Hello all.
I’m starting to learn parsing and EBNF and I am struggling to remove the ambiguity from my parser. I have constructed a simple example to demonstrate the problem I am having.
The following parser tags text marked as emphasises like ***emphasis***
(def remove-ambiguity
(insta/parser
"S = (em / char)+ | epsilon
em = <'*' '*'> char* <'*' '*'>
<char> = #'.'")
Although with an input such as **em** **em**
there are many possible parse results:
([:S [:em "e" "m" "*" "*" " " "*" "*" "e" "m"]]
[:S "*" "*" "e" "m" "*" "*" " " "*" "*" "e" "m" "*" "*"]
[:S [:em "e" "m" "*" "*" " "] "e" "m" "*" "*"]
[:S "*" "*" "e" "m" "*" "*" " " [:em "e" "m"]]
[:S "*" "*" "e" "m" [:em " " "*" "*" "e" "m"]]
[:S "*" "*" "e" "m" [:em " "] "e" "m" "*" "*"]
[:S [:em "e" "m"] " " "*" "*" "e" "m" "*" "*"]
[:S [:em "e" "m"] " " [:em "e" "m"]] <-- This is the one I want
;; This makes sense since there are a few ways you can match up the asterisks to match the rule. However I only ever want to allow results like this `[:em "e" "m"] " " [:em "e" "m"]]
It’s almost like I want it to greedily take the first match possible and then ignore all others. But I have no idea how to express this.
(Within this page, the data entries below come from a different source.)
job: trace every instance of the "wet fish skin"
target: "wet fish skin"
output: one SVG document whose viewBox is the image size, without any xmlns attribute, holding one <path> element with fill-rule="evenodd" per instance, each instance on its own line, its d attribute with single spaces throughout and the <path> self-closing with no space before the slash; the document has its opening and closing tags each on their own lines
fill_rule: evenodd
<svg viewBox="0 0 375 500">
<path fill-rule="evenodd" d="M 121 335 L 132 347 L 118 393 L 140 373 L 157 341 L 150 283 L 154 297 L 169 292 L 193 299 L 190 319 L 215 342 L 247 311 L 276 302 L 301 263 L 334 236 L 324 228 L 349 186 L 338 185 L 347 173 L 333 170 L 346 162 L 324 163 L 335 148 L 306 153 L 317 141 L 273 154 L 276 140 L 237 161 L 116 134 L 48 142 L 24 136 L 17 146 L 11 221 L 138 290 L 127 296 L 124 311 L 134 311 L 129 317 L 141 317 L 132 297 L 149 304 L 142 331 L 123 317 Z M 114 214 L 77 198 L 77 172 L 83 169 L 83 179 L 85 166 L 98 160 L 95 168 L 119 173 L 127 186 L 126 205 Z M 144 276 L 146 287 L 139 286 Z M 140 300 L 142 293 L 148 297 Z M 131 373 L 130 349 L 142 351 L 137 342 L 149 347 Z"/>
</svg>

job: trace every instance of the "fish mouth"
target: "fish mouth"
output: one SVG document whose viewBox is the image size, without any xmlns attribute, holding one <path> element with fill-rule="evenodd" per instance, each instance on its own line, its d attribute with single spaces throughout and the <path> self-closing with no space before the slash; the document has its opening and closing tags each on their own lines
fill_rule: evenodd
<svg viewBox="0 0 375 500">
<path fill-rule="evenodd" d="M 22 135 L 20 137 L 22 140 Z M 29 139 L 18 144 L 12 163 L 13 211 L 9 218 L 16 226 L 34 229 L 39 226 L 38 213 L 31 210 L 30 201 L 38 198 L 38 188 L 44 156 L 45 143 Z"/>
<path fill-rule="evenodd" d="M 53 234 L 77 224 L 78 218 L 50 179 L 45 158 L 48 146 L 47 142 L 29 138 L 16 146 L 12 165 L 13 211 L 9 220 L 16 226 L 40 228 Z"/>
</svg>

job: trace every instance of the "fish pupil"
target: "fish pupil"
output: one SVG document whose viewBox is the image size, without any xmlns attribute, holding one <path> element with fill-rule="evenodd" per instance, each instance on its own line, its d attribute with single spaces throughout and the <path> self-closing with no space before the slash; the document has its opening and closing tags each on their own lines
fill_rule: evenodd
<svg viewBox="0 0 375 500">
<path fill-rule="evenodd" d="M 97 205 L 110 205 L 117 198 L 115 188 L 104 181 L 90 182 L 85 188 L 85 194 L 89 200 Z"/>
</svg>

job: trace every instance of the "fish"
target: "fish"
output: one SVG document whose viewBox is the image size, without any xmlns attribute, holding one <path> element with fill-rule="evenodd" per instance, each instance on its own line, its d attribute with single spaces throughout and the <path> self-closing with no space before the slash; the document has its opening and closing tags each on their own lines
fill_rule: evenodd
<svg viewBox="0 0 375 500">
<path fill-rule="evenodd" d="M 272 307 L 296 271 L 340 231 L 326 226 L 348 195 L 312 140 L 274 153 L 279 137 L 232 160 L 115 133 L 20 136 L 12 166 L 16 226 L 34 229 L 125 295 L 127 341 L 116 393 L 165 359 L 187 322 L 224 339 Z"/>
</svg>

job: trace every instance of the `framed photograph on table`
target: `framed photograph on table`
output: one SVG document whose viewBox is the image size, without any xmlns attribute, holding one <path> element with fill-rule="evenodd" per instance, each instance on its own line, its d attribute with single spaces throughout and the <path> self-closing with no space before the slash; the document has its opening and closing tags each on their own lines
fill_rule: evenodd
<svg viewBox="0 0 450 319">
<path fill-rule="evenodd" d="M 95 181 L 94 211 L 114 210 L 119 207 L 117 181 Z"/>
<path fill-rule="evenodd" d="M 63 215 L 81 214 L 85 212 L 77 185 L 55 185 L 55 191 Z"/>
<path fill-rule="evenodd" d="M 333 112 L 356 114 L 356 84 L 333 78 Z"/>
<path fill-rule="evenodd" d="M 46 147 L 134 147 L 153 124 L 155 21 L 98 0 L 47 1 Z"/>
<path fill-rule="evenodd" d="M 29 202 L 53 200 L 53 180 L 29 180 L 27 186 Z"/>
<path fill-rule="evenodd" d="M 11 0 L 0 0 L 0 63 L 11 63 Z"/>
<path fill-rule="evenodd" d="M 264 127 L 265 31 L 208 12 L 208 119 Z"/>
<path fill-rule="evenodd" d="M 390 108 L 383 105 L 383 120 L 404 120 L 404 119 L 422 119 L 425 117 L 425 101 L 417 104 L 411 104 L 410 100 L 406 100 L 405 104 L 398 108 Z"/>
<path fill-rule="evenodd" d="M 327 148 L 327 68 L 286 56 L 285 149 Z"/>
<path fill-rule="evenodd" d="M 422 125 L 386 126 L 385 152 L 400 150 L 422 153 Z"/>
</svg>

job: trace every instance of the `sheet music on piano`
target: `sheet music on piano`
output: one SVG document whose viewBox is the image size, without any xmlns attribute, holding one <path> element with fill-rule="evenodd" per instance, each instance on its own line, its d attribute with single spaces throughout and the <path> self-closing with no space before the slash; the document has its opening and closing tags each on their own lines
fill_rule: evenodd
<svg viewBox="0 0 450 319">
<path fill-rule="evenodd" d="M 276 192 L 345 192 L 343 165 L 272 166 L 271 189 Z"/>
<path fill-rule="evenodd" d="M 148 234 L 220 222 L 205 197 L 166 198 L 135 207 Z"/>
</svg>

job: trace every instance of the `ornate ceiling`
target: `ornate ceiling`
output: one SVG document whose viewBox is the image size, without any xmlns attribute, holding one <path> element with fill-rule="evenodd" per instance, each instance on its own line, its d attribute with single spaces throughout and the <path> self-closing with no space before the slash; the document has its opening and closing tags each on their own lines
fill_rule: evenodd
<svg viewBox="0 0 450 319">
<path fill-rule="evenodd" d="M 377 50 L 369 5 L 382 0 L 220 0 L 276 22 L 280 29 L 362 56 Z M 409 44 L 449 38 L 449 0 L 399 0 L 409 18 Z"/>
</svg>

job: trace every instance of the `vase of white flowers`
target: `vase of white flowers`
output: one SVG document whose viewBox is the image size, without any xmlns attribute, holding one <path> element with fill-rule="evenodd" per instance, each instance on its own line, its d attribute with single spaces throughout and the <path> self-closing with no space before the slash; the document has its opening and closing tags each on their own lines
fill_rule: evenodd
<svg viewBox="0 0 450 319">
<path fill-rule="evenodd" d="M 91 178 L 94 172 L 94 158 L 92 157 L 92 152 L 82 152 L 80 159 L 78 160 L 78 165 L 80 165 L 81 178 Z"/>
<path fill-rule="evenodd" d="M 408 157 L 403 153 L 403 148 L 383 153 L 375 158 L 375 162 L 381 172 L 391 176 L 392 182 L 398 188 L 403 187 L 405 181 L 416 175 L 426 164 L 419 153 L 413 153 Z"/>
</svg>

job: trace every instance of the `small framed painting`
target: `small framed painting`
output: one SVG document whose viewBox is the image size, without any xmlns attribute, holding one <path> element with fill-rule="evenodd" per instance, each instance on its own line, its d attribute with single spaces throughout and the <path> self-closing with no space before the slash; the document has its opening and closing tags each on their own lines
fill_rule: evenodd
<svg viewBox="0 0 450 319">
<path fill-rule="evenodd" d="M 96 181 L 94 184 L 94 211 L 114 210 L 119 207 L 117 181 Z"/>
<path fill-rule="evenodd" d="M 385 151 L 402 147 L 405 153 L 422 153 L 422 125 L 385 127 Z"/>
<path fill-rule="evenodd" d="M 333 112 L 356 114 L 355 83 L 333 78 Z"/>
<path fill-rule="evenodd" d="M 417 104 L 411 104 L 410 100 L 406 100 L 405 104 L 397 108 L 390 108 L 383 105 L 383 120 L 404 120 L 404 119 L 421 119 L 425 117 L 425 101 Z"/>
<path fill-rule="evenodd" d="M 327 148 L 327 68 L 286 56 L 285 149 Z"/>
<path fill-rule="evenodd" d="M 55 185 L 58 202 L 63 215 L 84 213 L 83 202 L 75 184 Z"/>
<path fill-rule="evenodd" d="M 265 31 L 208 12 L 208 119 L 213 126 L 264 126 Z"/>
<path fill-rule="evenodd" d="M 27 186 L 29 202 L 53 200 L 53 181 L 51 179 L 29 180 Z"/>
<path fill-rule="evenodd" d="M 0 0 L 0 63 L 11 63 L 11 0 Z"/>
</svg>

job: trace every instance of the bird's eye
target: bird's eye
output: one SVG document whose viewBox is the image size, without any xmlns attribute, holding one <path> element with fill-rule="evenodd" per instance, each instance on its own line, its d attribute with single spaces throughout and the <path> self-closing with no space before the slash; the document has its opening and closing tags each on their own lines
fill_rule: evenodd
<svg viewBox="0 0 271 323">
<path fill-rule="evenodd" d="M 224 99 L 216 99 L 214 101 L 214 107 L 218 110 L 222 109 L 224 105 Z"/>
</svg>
Any help would be greatly appreciated 😄.your grammar says '' is both the start of an em sequence, and two chars, and that is the ambiguity
Is there a way I can force the correct behavior? I always want it to be the first found pair
How do I specify that a char is any character or sequence of characters except **